Despite gruelling battle against cancer, Pune teen scores 91 per cent

Jun 12, 2015, 08:06 IST | Chaitraly Deshmukh

Diagnosed with cancer at the start of Std X, this gritty 16-year-old was forced to drop out of school but continued to study on his own even as he underwent chemotherapy; not only is he now cancer-free, but he has also aced the SSC exams with 91%

Std X did not begin well for Mihir Joshi, who had barely attended three days of classes before he had to drop out of school after he was diagnosed with cancer. He didn’t let his illness get in the way of his studies, however, and kept up with his coursework even as he underwent gruelling chemotherapy. Now, the teenager’s determination has paid off double-fold, as he has not only been declared cancer-free, but also aced the SSC exams with a 91-per cent score.

Mihir Joshi
All in a year’s work: Mihir Joshi kept up with his studies even as he underwent chemotherapy, eventually beating cancer and scoring 91 per cent in SSC.

Tragedy strikes
16-year-old Mihir, a resident of Karishma Society in Kothrud, Pune, had just begun Std X at Abhinava Vidyalaya English Medium High School (AVEMHS) last year, and was simultaneously preparing for interschool basketball tournaments. But after he fell a couple of times and complained of swelling and pain in his legs, his parents took him for a check-up, and they learned that he was suffering from Non Hodgkin’s Lymphoma, a cancer that targets the disease-fighting lymphatic system.
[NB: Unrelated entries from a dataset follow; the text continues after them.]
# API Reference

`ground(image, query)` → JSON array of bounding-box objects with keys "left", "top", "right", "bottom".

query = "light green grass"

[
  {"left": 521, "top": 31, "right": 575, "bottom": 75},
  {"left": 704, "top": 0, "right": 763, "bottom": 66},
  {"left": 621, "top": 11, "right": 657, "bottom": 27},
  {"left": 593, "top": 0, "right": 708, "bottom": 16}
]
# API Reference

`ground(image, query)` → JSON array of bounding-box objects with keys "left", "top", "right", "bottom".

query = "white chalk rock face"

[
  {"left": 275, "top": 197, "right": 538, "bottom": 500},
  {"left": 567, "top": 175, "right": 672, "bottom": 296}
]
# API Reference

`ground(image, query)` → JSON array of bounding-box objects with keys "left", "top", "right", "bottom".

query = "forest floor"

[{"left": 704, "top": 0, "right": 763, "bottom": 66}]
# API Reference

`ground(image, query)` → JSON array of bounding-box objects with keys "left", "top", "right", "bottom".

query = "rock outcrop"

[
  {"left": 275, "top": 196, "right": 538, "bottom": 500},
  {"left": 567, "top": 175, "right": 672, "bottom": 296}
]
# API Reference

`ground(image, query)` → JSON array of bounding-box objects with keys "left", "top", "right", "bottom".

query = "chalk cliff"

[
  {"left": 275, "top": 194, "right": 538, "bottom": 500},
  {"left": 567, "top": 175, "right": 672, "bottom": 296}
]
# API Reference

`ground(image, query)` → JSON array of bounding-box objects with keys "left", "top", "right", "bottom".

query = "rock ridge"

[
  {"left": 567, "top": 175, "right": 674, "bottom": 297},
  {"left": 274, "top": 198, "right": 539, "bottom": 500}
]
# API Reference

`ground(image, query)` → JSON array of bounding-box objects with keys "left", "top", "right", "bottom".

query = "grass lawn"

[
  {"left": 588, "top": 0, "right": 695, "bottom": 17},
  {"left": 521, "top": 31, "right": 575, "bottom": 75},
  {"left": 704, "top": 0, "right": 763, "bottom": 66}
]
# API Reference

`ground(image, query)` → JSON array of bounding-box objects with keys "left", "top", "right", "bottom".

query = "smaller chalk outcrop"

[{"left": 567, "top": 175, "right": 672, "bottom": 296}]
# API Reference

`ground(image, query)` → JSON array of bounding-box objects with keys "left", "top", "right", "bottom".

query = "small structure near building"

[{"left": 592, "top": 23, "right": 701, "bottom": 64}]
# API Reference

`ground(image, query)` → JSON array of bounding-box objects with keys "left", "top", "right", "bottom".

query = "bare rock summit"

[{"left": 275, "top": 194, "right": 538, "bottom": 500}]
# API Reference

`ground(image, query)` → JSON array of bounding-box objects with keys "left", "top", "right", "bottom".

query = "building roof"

“Mihir is a good basketball player and despite it being his Board exam year, it was his dream to be a part of district interschool basketball competition for which he had been practicing since June, 2014,” said Mihir’s mother, Bharti, a volunteer at a special needs-school.

Doctors found two tumours near his spine. On July 17, he underwent a surgery and the tumours were removed. After the tumours were tested, we were shocked he was diagnosed with Non Hodgkin’s Lymphoma,” she added.

This was devastating news for Mihir, who recalled, “As I was an athlete, I could not believe this was happening to me. I used to tell myself that if cricketer Yuvraj Singh suffered cancer and survived it, I could do it too.”

The doctors recommended six cycles of chemotherapy within six months, and by November, Mihir’s reports were negative for cancer, said his treating oncologist, Dr Chetan Deshmukh from Deenanath Mangeshkar Hospital.

“Mihir was suffering from an aggressive and unusual type of cancer and even the medicines that were given to him were in high doses. But as he is a good sport and an athlete, he bore it all well. Passing board examinations are not that difficult, but it is unbelievable that he has scored so well. He is a true winner,” said Dr Deshmukh.

As his treatment went on, Mihir would read his textbooks in the hospital and then discuss the subjects with his friends when they visited him at home. His parents hired a tutor to teach him Mathematics and Science and even his schoolteachers would visit him at home to help him with harder subjects, such as German.

His stellar results will go a long way in fulfilling his dreams, which are not to play basketball but to research and find a cure for Non Hodgkin’s Lymphoma. “My parents suggested that I should focus on my health but I did not want to lose the year as I wanted to become a doctor. Initially I wanted to be an engineer like my father, but when I learnt I had cancer – that too a rare type – I decided to study medicine so I could research the disease and help others,” said Mihir.